In 1846 the Native Land Purchase Ordinance was passed, and section 1 provides:—

"If any person shall after the passing of this Ordinance, purchase, or by writing or otherwise agree to purchase any estate or interest in land from any person of the native race, or shall by writing or otherwise agree with any such person for the purchase of the right of cutting timber or other trees, or the right of mining, or of the right of pasturing, or for the use or occupation of land; and also if any person who shall not hold a license from the Government for that purpose shall after the passing of this Ordinance, be found using or occupying any land not comprised within a grant from the Crown, either by depasturing any sheep or cattle thereon, or by residing thereon or by erecting any house or building thereon, or by clearing, enclosing, or cultivating any part thereof, or who shall be found without such license as aforesaid to have cut timber or other tress thereon, or to have gotten any mineral therefrom every such person shall upon conviction of any of the offences hereinbefore mentioned forfeit and pay any sum not less than £5 nor more than £100, to be recovered in a summary way," etc.

page 7

There were further provisions for a second penalty if the person remained in possession after conviction, and that nothing in the Ordinance was to be construed to take away or to affect any other proceeding that might be taken against persons purchasing or using land not granted by the Crown. The Royal Charter of 1846 and the Instructions issued therewith, which were both authorised by the Imperial Statute, 9 and 10, Vict., Chap. 103, contained provisions similar to these New Zealand Native Lands Ordinances. See section 14 of the Charter, and Section 11, of Chapter 13 of the Instructions.

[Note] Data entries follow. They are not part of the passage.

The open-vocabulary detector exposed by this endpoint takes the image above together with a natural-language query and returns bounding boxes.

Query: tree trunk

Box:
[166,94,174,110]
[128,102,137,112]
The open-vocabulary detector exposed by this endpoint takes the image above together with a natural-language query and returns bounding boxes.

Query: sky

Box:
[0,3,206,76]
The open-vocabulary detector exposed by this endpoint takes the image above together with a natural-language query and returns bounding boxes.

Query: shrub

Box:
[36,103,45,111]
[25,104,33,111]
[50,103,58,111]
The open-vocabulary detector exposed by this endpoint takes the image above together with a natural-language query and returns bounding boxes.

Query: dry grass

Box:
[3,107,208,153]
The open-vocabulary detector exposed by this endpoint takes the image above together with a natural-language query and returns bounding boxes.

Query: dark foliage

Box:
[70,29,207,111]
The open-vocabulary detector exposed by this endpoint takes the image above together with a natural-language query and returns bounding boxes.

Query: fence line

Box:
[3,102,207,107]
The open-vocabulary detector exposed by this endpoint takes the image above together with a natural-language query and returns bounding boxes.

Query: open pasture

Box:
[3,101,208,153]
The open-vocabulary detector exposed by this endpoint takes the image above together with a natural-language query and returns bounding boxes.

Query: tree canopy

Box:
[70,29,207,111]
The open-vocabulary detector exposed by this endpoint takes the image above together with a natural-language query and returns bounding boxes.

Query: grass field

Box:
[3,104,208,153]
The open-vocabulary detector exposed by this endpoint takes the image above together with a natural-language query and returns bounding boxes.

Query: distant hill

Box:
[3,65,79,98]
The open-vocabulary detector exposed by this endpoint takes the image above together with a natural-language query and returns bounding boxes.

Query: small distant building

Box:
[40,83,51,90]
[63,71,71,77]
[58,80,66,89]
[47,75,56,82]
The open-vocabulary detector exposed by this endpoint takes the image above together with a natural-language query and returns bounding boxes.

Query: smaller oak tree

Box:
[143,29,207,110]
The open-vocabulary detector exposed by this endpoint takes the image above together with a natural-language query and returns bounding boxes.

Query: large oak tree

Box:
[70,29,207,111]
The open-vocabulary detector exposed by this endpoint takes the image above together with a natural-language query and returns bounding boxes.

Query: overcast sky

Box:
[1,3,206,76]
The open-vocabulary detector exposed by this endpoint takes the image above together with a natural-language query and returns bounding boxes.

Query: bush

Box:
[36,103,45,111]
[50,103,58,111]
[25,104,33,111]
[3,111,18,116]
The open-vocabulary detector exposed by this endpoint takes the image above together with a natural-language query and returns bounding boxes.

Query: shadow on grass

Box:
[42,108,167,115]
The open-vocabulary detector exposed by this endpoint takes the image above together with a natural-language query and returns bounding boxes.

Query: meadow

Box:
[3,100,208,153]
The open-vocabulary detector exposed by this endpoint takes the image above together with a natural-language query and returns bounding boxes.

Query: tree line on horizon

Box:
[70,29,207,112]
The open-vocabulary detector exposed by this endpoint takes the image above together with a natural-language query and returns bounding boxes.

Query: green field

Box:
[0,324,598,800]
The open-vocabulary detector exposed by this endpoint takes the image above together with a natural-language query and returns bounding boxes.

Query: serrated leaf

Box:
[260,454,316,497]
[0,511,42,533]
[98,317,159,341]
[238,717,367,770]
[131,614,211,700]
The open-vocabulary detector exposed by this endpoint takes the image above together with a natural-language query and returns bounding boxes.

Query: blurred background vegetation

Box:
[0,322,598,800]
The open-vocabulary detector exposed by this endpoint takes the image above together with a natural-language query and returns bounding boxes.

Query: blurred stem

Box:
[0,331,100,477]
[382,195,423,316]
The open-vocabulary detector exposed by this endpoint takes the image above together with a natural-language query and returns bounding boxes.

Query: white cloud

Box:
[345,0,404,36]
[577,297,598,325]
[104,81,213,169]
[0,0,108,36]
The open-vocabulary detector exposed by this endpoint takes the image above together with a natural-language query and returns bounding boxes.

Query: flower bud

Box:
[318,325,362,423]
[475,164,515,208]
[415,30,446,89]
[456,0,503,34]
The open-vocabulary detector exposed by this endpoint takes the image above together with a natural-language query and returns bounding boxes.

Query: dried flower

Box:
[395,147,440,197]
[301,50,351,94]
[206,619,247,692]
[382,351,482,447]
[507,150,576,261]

If their Lordships had known of these New Zealand statutes and Instructions, they would not, I believe, have stated what I have just quoted from their judgment. They would, on the contrary, have said that the natives were not entitled to dispose of lands that had not been granted to them by Crown Grant or Letters Patent.

Their judgment continues:—

"It was not until 1852 that it was made unlawful for any person other than Her Majesty to acquire or accept land from the natives; 15 and 16 Vict., 72, s. 72."

This also has been penned without knowledge of the statutes and instructions already quoted. The wrong section of the Constitution Act is referred to. It was not 15 and 16 Vict. c. 72 s. 72 that prohibited dealings in what wore called Maori lands, but sec. 73.

The judgment continues:—

"The founders of the charity therefore were the native donors. All that was of value came from them. The transfer to the Bishop was their doing."

No doubt the Crown had agreed to reserve Witireia for the Ngatitoa tribe, and the letter quoted was a consent of the tribe to give up the occupancy of this reserve. In that sense, and in that sense only, was it the tribe's gift. The fee-simple was in the Crown, and the Crown gave that to the Bishop. The legal title came from the Crown, and in that sense the Crown was the donor.

The judgment continues:—

"When the Government had once sanctioned their gift, nothing remained to be done but to demarcate the land and place on record the fact that the Crown had waived its right of pre-emption. That might have been effected in various ways. The course adopted was to issue a Crown grant. That perhaps was the simplest way, though the Crown had no beneficial interest to pass. After all, it was simply a question of conveyancing as to which the native owners were possibly not consulted."

page 8

Here, again, their Lordships are not aware of our statutes dealing with the natives' occupancy of lands. The title, being in the Crown, could not have been conveyed to the Bishop save by the Crown.